The anchoring effect in LLM code review is real — once the model latches onto one category of issues (say null safety), it under-reports everything else. Cross-model validation is one fix, but another practical approach is to constrain each review pass to a specific concern: security in pass 1, performance in pass 2, readability in pass 3. Narrows the attention window and produces more consistent results across runs.
not quite the same — you're doing multiple full passes with different focus, I'm splitting by module so each agent gets a small context. your approach still hits the attention dilution problem on large codebases no?

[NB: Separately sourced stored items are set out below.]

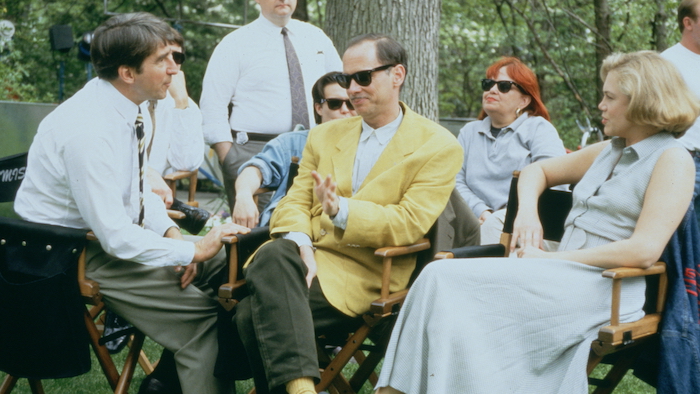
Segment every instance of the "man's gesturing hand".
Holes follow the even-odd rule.
[[[316,192],[316,197],[318,197],[318,200],[321,202],[323,212],[331,218],[334,218],[335,215],[338,214],[338,204],[340,203],[338,195],[335,194],[337,184],[333,182],[330,174],[326,176],[326,179],[322,179],[318,172],[311,171],[311,176],[314,177],[314,181],[316,182],[314,191]]]

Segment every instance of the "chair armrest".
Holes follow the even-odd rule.
[[[450,249],[439,252],[435,255],[436,260],[440,259],[466,259],[475,257],[504,257],[506,247],[503,244],[463,246],[461,248]]]
[[[649,268],[630,268],[619,267],[611,268],[603,271],[604,278],[613,280],[612,284],[612,302],[610,311],[610,325],[618,326],[620,324],[620,293],[622,291],[622,279],[643,277],[648,275],[660,275],[659,277],[659,294],[657,296],[656,310],[660,313],[663,310],[666,300],[666,288],[668,286],[668,278],[666,276],[666,263],[661,261],[654,263]]]
[[[175,182],[180,179],[189,178],[194,172],[195,171],[175,171],[168,175],[164,175],[163,179],[165,179],[166,182]]]
[[[396,257],[404,256],[411,253],[420,252],[430,248],[430,241],[427,238],[421,238],[418,242],[408,246],[386,246],[374,251],[375,256],[381,257]]]
[[[170,219],[184,219],[187,216],[183,212],[174,209],[166,209],[166,212],[168,212],[168,217]]]
[[[593,351],[605,355],[620,345],[628,345],[658,332],[661,314],[652,313],[631,323],[608,325],[598,331],[598,340],[593,341]]]
[[[633,278],[647,275],[659,275],[666,272],[666,263],[656,262],[649,268],[619,267],[603,271],[603,277],[610,279]]]
[[[420,252],[430,249],[430,241],[427,238],[421,238],[418,242],[407,246],[386,246],[375,250],[374,255],[384,258],[382,263],[382,291],[381,298],[389,297],[389,284],[391,283],[391,264],[392,258],[405,256],[407,254]]]
[[[227,311],[233,309],[238,301],[245,297],[245,279],[238,278],[239,266],[255,252],[260,245],[270,239],[269,227],[256,227],[248,234],[236,234],[222,237],[221,243],[226,245],[228,251],[228,276],[227,281],[219,287],[219,303]]]
[[[365,313],[363,319],[369,326],[373,326],[384,317],[387,317],[392,313],[398,313],[401,305],[403,305],[403,302],[406,299],[407,294],[408,289],[404,289],[397,291],[396,293],[389,294],[387,297],[376,299],[370,305],[369,311]]]

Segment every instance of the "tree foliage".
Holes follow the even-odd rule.
[[[599,58],[673,45],[676,7],[669,0],[444,0],[440,116],[477,116],[486,68],[516,56],[537,74],[552,123],[575,149],[576,119],[599,120]]]
[[[0,0],[0,19],[16,25],[12,42],[0,48],[0,99],[58,101],[61,60],[66,64],[65,96],[76,92],[87,80],[86,65],[76,58],[76,48],[67,54],[52,52],[48,29],[70,24],[78,41],[109,17],[103,3]],[[300,0],[304,9],[297,14],[327,26],[326,3]],[[401,4],[393,1],[392,7]],[[442,0],[440,116],[478,115],[479,81],[486,68],[500,56],[517,56],[537,74],[552,122],[566,146],[574,149],[580,135],[575,120],[589,117],[595,123],[599,118],[601,58],[613,51],[663,50],[678,42],[676,7],[677,0]],[[258,16],[254,0],[107,0],[107,11],[148,11],[171,18],[185,36],[188,58],[183,68],[195,100],[211,52],[231,31],[197,23],[242,25]]]

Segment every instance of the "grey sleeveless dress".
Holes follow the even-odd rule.
[[[659,133],[613,139],[576,186],[559,250],[627,239],[657,159]],[[484,258],[429,264],[398,316],[377,387],[404,393],[588,393],[586,361],[610,320],[603,269],[566,260]],[[620,318],[644,313],[644,279],[625,280]]]

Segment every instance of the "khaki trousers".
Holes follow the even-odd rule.
[[[193,284],[182,289],[174,267],[119,260],[91,242],[86,276],[100,285],[109,309],[175,354],[183,393],[228,393],[228,384],[214,378],[217,301],[209,286],[225,262],[222,251],[200,264]]]

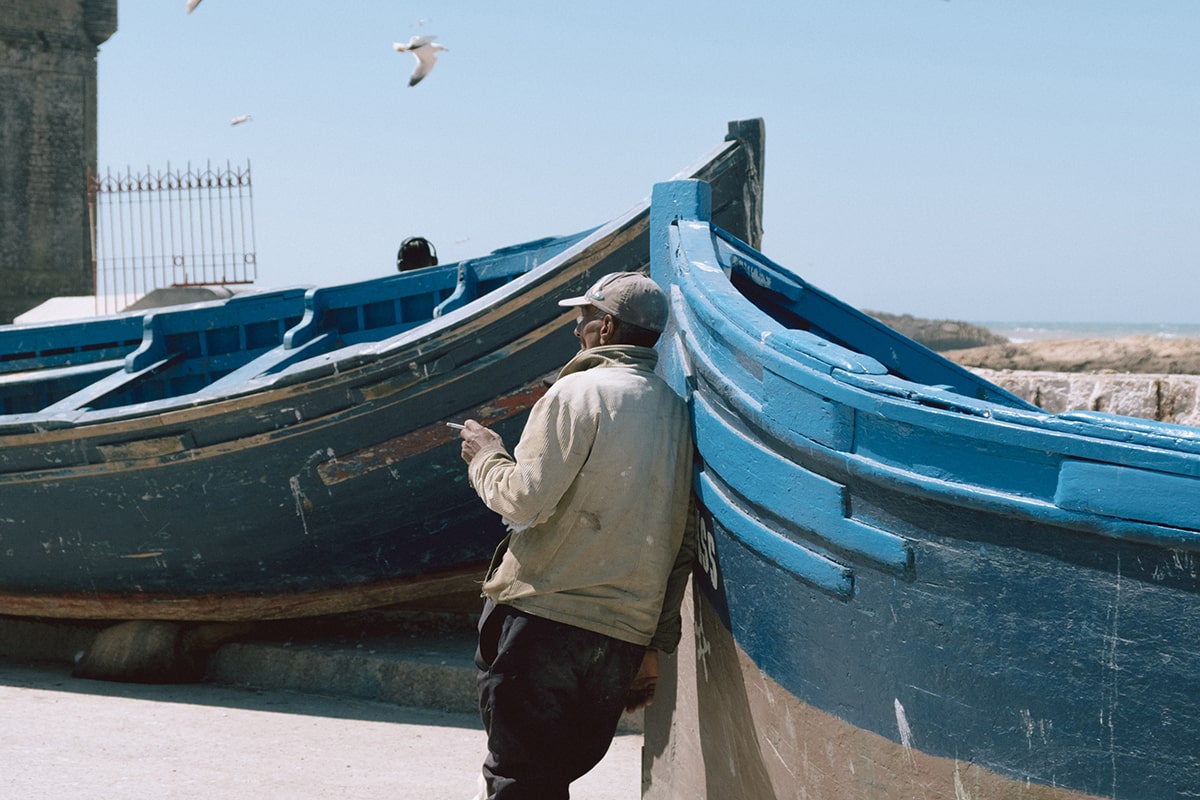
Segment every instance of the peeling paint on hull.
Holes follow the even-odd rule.
[[[943,757],[875,733],[795,697],[739,648],[700,598],[685,601],[685,637],[660,659],[646,713],[645,800],[1099,800]],[[698,655],[698,644],[703,655]],[[1040,743],[1039,743],[1040,745]],[[1122,796],[1122,795],[1116,795]],[[1144,795],[1152,796],[1152,795]],[[1169,796],[1169,795],[1168,795]]]

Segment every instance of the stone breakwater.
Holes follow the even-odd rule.
[[[971,371],[1052,414],[1103,411],[1200,428],[1200,375]]]
[[[1010,342],[960,320],[866,313],[1052,414],[1102,411],[1200,428],[1200,339]]]
[[[1103,411],[1200,427],[1200,339],[1056,339],[943,355],[1053,414]]]

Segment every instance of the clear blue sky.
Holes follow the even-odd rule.
[[[763,249],[847,302],[1196,323],[1197,42],[1195,0],[119,0],[99,163],[249,160],[259,284],[324,284],[599,224],[763,117]]]

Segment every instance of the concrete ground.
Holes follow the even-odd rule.
[[[409,622],[267,628],[222,646],[203,683],[132,684],[71,676],[94,625],[0,618],[0,797],[467,800],[485,749],[473,637]],[[640,797],[639,729],[573,798]]]

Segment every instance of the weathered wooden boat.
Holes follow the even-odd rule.
[[[1200,429],[1043,412],[721,230],[702,184],[651,216],[702,568],[644,796],[1196,797]]]
[[[760,230],[761,121],[684,170]],[[0,614],[266,620],[462,590],[503,535],[446,421],[511,440],[578,349],[591,231],[362,283],[0,329]]]

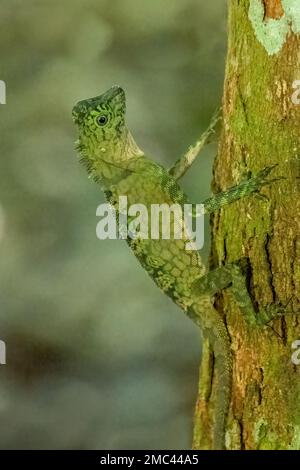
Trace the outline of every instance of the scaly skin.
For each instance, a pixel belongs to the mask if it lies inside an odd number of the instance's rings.
[[[125,125],[125,94],[113,87],[101,96],[80,101],[73,109],[79,130],[77,148],[81,162],[99,182],[108,201],[118,214],[119,196],[127,196],[128,205],[188,203],[175,175],[184,173],[180,162],[167,171],[146,158]],[[185,158],[191,161],[191,158]],[[274,180],[267,180],[272,168],[256,177],[204,201],[205,212],[213,212],[252,193]],[[174,176],[173,176],[174,175]],[[212,303],[220,289],[231,287],[246,318],[257,321],[246,289],[240,265],[232,264],[206,273],[198,251],[187,251],[181,240],[127,239],[142,266],[158,287],[187,314],[209,340],[215,357],[217,393],[213,447],[224,448],[225,426],[230,404],[232,358],[230,341],[223,319]],[[273,312],[267,318],[274,316]]]

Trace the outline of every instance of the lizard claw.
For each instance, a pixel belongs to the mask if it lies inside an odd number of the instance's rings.
[[[267,176],[269,176],[271,171],[274,170],[274,168],[276,168],[278,165],[279,165],[278,163],[274,163],[274,165],[267,166],[266,168],[264,168],[263,170],[260,170],[257,173],[257,177],[266,178]]]
[[[295,296],[291,296],[288,301],[283,304],[278,302],[274,305],[268,305],[259,313],[258,322],[261,325],[267,325],[272,320],[282,317],[284,315],[299,315],[300,310],[287,312],[287,307],[291,304]]]
[[[270,199],[268,198],[268,196],[266,196],[265,194],[261,194],[260,192],[256,191],[254,193],[254,197],[256,197],[257,199],[260,199],[260,201],[263,201],[263,202],[269,202]]]
[[[263,170],[260,170],[254,178],[261,183],[264,183],[267,180],[267,177],[270,175],[270,173],[278,166],[278,163],[275,163],[275,165],[267,166]]]
[[[257,173],[257,175],[255,175],[253,178],[251,178],[253,183],[256,185],[258,194],[259,194],[259,190],[262,186],[267,186],[267,185],[270,185],[270,184],[274,183],[275,181],[282,181],[282,180],[286,179],[284,176],[277,176],[275,178],[268,179],[268,176],[270,175],[270,173],[277,166],[278,166],[278,163],[275,163],[275,165],[268,166],[268,167],[264,168],[263,170],[259,171]],[[259,194],[259,197],[260,196],[262,196],[262,195]],[[265,196],[262,196],[262,198],[264,198],[264,200],[266,200]]]
[[[214,134],[216,133],[216,125],[218,124],[218,122],[222,119],[222,106],[220,108],[217,108],[216,111],[214,112],[213,114],[213,117],[210,121],[210,124],[209,124],[209,127],[207,129],[207,133],[209,135],[208,137],[208,143],[210,143],[212,141],[212,138],[214,136]]]

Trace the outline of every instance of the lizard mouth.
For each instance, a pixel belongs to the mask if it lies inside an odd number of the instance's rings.
[[[125,92],[119,86],[113,86],[102,95],[78,101],[72,110],[72,118],[75,124],[80,124],[87,113],[96,109],[99,105],[108,104],[112,101],[121,102],[125,107]]]

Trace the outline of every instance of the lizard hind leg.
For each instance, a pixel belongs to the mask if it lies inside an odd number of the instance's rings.
[[[246,264],[248,264],[248,260],[247,258],[243,258],[238,263],[229,265],[232,278],[230,290],[241,310],[241,313],[249,325],[262,327],[268,325],[272,320],[284,315],[300,314],[299,310],[293,311],[290,306],[293,297],[291,297],[285,304],[275,303],[273,305],[268,305],[263,309],[259,309],[259,311],[256,312],[247,287],[247,276],[245,273]]]
[[[202,335],[201,340],[201,362],[198,382],[198,398],[196,404],[196,423],[194,427],[193,448],[208,450],[211,448],[211,437],[207,433],[208,423],[210,421],[209,402],[212,393],[213,378],[213,351],[207,338]]]
[[[245,320],[252,326],[266,324],[271,319],[286,314],[288,307],[272,306],[263,312],[255,311],[247,287],[247,265],[247,258],[243,258],[239,262],[212,270],[198,279],[193,286],[194,303],[187,311],[188,316],[201,328],[203,337],[209,341],[214,355],[214,449],[225,447],[225,429],[232,390],[232,354],[225,322],[212,305],[212,296],[222,289],[230,288]],[[203,385],[205,391],[205,384]]]
[[[229,288],[247,323],[258,325],[259,315],[255,311],[247,286],[247,269],[247,258],[225,264],[198,279],[193,287],[194,293],[198,296],[209,294],[212,297],[217,292]],[[268,315],[267,317],[269,318]]]

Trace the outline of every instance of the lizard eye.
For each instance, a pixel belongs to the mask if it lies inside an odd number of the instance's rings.
[[[100,114],[100,116],[97,117],[96,121],[99,126],[105,126],[108,121],[108,117],[104,114]]]

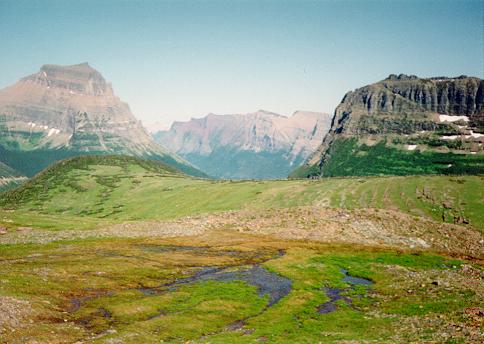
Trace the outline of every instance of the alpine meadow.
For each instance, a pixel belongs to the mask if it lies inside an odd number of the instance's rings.
[[[483,13],[0,0],[0,344],[484,342]]]

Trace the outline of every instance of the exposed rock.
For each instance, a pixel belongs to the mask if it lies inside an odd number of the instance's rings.
[[[332,158],[330,148],[350,138],[357,139],[358,145],[383,141],[415,152],[423,147],[426,151],[481,155],[483,136],[484,80],[392,74],[343,97],[328,135],[308,159],[307,167],[315,166],[319,172],[313,169],[313,173],[324,174]],[[356,148],[345,154],[358,153]]]
[[[286,117],[259,110],[175,122],[155,137],[213,176],[284,178],[319,146],[330,123],[323,113]]]
[[[152,139],[111,84],[87,63],[44,65],[0,90],[2,146],[158,156],[188,165]]]

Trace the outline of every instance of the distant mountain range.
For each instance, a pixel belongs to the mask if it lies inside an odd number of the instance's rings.
[[[390,75],[348,92],[293,177],[484,173],[484,81]]]
[[[155,139],[218,178],[285,178],[320,145],[328,114],[297,111],[291,117],[259,110],[175,122]]]
[[[259,110],[150,127],[151,135],[89,64],[44,65],[0,90],[0,188],[85,154],[230,179],[484,173],[476,77],[390,75],[348,92],[334,116]]]
[[[0,161],[32,176],[82,154],[127,154],[202,176],[157,144],[89,64],[44,65],[0,90]]]

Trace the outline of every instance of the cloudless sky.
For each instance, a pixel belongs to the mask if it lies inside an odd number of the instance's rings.
[[[391,73],[484,76],[484,1],[0,0],[0,88],[88,61],[144,123],[333,112]]]

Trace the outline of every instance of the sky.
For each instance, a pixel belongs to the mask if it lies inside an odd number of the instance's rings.
[[[392,73],[484,77],[484,1],[0,0],[0,88],[81,62],[145,124],[332,113]]]

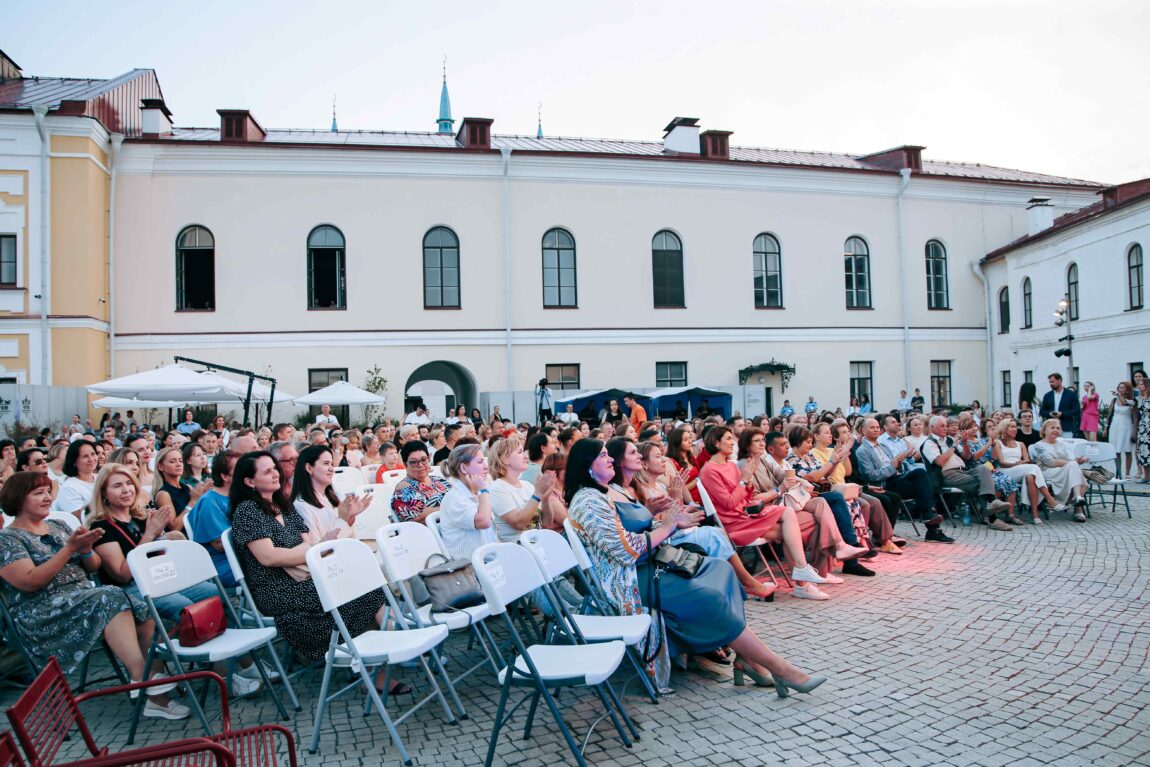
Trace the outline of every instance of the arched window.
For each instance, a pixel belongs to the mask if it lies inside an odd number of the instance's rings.
[[[1010,332],[1010,288],[998,291],[998,332]]]
[[[938,240],[926,243],[926,307],[950,308],[950,285],[946,274],[946,248]]]
[[[176,236],[176,311],[216,309],[216,238],[202,226]]]
[[[681,309],[683,296],[683,243],[664,229],[651,241],[651,284],[656,309]]]
[[[1130,293],[1130,309],[1142,308],[1145,285],[1142,279],[1142,246],[1135,243],[1126,251],[1126,287]]]
[[[307,308],[346,309],[347,274],[343,232],[317,226],[307,236]]]
[[[576,288],[575,238],[566,229],[550,229],[543,235],[543,306],[578,306]]]
[[[843,246],[847,308],[870,309],[870,248],[862,237],[849,237]]]
[[[1034,292],[1029,277],[1022,280],[1022,327],[1034,327]]]
[[[1070,319],[1078,319],[1078,264],[1066,270],[1066,295],[1070,299]]]
[[[755,308],[783,308],[783,251],[773,234],[760,234],[754,244]]]
[[[458,309],[459,238],[445,226],[423,236],[423,307]]]

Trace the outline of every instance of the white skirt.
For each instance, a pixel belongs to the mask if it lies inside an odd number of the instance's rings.
[[[1030,503],[1027,498],[1030,491],[1026,488],[1026,477],[1033,476],[1034,484],[1038,487],[1046,487],[1046,476],[1042,473],[1042,469],[1035,466],[1033,463],[1024,463],[1018,466],[1011,466],[1006,469],[999,469],[1003,474],[1013,479],[1018,486],[1022,488],[1022,502],[1025,504]]]
[[[1042,476],[1046,477],[1050,492],[1059,503],[1068,502],[1076,492],[1076,488],[1086,484],[1086,477],[1082,476],[1082,467],[1075,461],[1062,466],[1047,466],[1042,470]]]

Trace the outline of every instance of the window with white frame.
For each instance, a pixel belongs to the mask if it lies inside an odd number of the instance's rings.
[[[655,386],[662,389],[667,386],[687,385],[686,362],[656,362]]]
[[[1145,281],[1142,278],[1142,246],[1135,243],[1126,252],[1126,288],[1129,294],[1127,309],[1141,309]]]

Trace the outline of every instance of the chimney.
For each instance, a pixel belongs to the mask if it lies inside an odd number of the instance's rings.
[[[1031,197],[1026,202],[1026,233],[1033,236],[1054,226],[1054,206],[1049,197]]]
[[[663,130],[663,151],[699,154],[699,118],[676,117]]]
[[[493,122],[490,117],[464,117],[459,133],[455,134],[455,143],[464,149],[490,149]]]
[[[263,141],[267,131],[246,109],[217,109],[220,116],[220,141]]]
[[[708,130],[699,135],[699,152],[708,160],[731,159],[731,131]]]
[[[24,73],[20,65],[8,58],[8,54],[0,51],[0,82],[4,80],[23,80]]]
[[[1102,190],[1102,207],[1109,210],[1116,205],[1150,194],[1150,178],[1139,181],[1129,181],[1117,186],[1108,186]]]
[[[172,135],[172,113],[163,99],[140,101],[140,126],[145,138]]]
[[[913,144],[903,144],[902,146],[896,146],[894,149],[884,149],[881,152],[864,154],[855,159],[859,162],[865,162],[867,165],[875,165],[885,170],[902,170],[903,168],[922,170],[922,150],[925,148],[926,147],[915,146]]]

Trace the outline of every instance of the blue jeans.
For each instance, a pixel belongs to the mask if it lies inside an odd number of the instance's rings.
[[[851,546],[859,545],[859,537],[855,534],[854,521],[851,520],[851,508],[847,505],[846,498],[843,498],[842,493],[820,493],[819,498],[827,502],[831,507],[831,513],[835,515],[835,525],[838,526],[839,534],[842,535],[843,540]]]
[[[124,591],[141,602],[144,601],[144,596],[140,593],[140,589],[136,587],[135,581],[125,586]],[[183,610],[188,605],[217,596],[220,596],[220,591],[216,588],[216,584],[211,581],[204,581],[203,583],[197,583],[195,586],[186,588],[183,591],[168,594],[166,597],[155,598],[152,602],[155,603],[156,610],[165,622],[175,623],[180,617],[180,610]]]

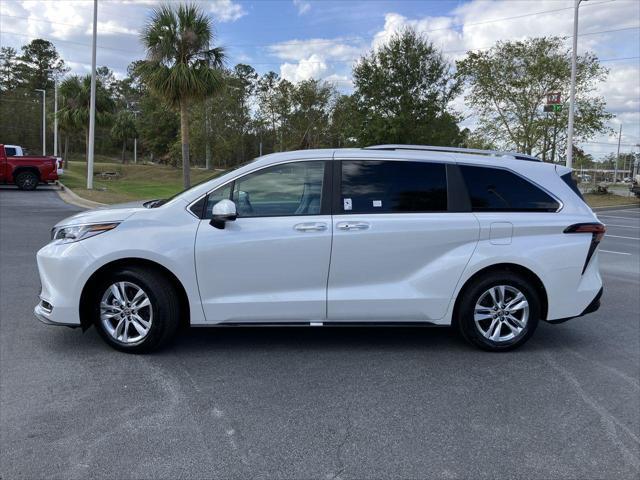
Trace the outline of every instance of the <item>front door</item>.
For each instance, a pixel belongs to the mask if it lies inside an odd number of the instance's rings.
[[[195,262],[208,322],[324,320],[331,254],[330,169],[323,160],[265,167],[209,195]],[[328,177],[327,177],[328,178]],[[209,225],[213,205],[238,218]]]
[[[344,159],[334,205],[330,321],[442,318],[478,242],[448,207],[442,163]]]

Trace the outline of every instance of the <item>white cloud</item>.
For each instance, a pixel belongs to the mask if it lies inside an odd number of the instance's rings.
[[[235,22],[247,14],[242,5],[232,0],[209,0],[203,4],[209,6],[209,11],[219,22]]]
[[[303,58],[298,63],[283,63],[280,65],[280,76],[290,82],[300,82],[311,78],[320,78],[327,71],[327,64],[317,54]]]
[[[353,88],[353,79],[350,75],[338,75],[337,73],[332,73],[331,75],[324,77],[322,80],[333,83],[338,89]]]
[[[298,9],[298,15],[304,15],[311,10],[311,3],[305,0],[293,0],[293,5]]]
[[[363,51],[362,46],[347,43],[348,38],[309,38],[306,40],[288,40],[269,46],[269,51],[277,58],[299,61],[310,55],[319,55],[331,60],[352,60]]]
[[[351,63],[366,49],[360,39],[356,40],[356,45],[348,43],[351,39],[340,37],[291,40],[270,45],[269,51],[285,60],[280,65],[280,75],[289,81],[330,79],[341,89],[351,89],[350,76],[336,70],[350,73]]]

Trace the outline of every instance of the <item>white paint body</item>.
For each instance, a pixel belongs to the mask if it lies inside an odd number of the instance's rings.
[[[188,210],[203,195],[267,166],[305,160],[412,160],[507,168],[552,193],[553,213],[405,213],[238,218],[225,229]],[[559,169],[559,171],[556,171]],[[316,150],[261,157],[188,190],[158,208],[124,205],[82,212],[58,226],[121,222],[76,243],[52,241],[37,255],[42,281],[37,316],[79,325],[82,290],[93,273],[121,259],[162,265],[187,293],[192,325],[287,322],[429,322],[449,325],[465,282],[496,264],[533,272],[548,299],[547,320],[580,315],[602,287],[597,252],[584,273],[597,222],[562,181],[568,170],[480,155]],[[365,230],[343,230],[363,222]],[[324,230],[294,227],[312,223]]]

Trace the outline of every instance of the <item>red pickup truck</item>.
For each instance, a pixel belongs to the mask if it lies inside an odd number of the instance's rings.
[[[0,183],[15,184],[20,190],[34,190],[39,183],[58,180],[59,166],[56,157],[7,155],[4,145],[0,144]]]

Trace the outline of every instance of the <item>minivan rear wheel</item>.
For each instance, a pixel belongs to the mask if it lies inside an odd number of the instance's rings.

Single-pass AI review feels useful for “surface hygiene,” but deep bugs usually appear only after forcing the model into narrower scopes with fresh context.
The weird part is that the more code you feed at once, the more authoritative the output sounds even while coverage gets worse.
Yeah, noticed the same — wider context, more confident output, worse actual coverage. Splitting by module with fresh context per pass was exactly what fixed it for me.
If AI reviews code, who owns the judgment—the human or the machine?
The human. AI surfaces patterns, humans judge context. A false positive in a security-critical path looks identical to a real bug in the output — only the human who knows the system can tell the difference.
The structured approach just makes the human's job more focused, not obsolete.
the machine. because we don't deal with garbage code, that's why you need to build the judgement protocol at first. if the code doesn't match the judgement protocol criteria it doesn't need for review, ask for better code. loop it. real coder knows how to do the real code.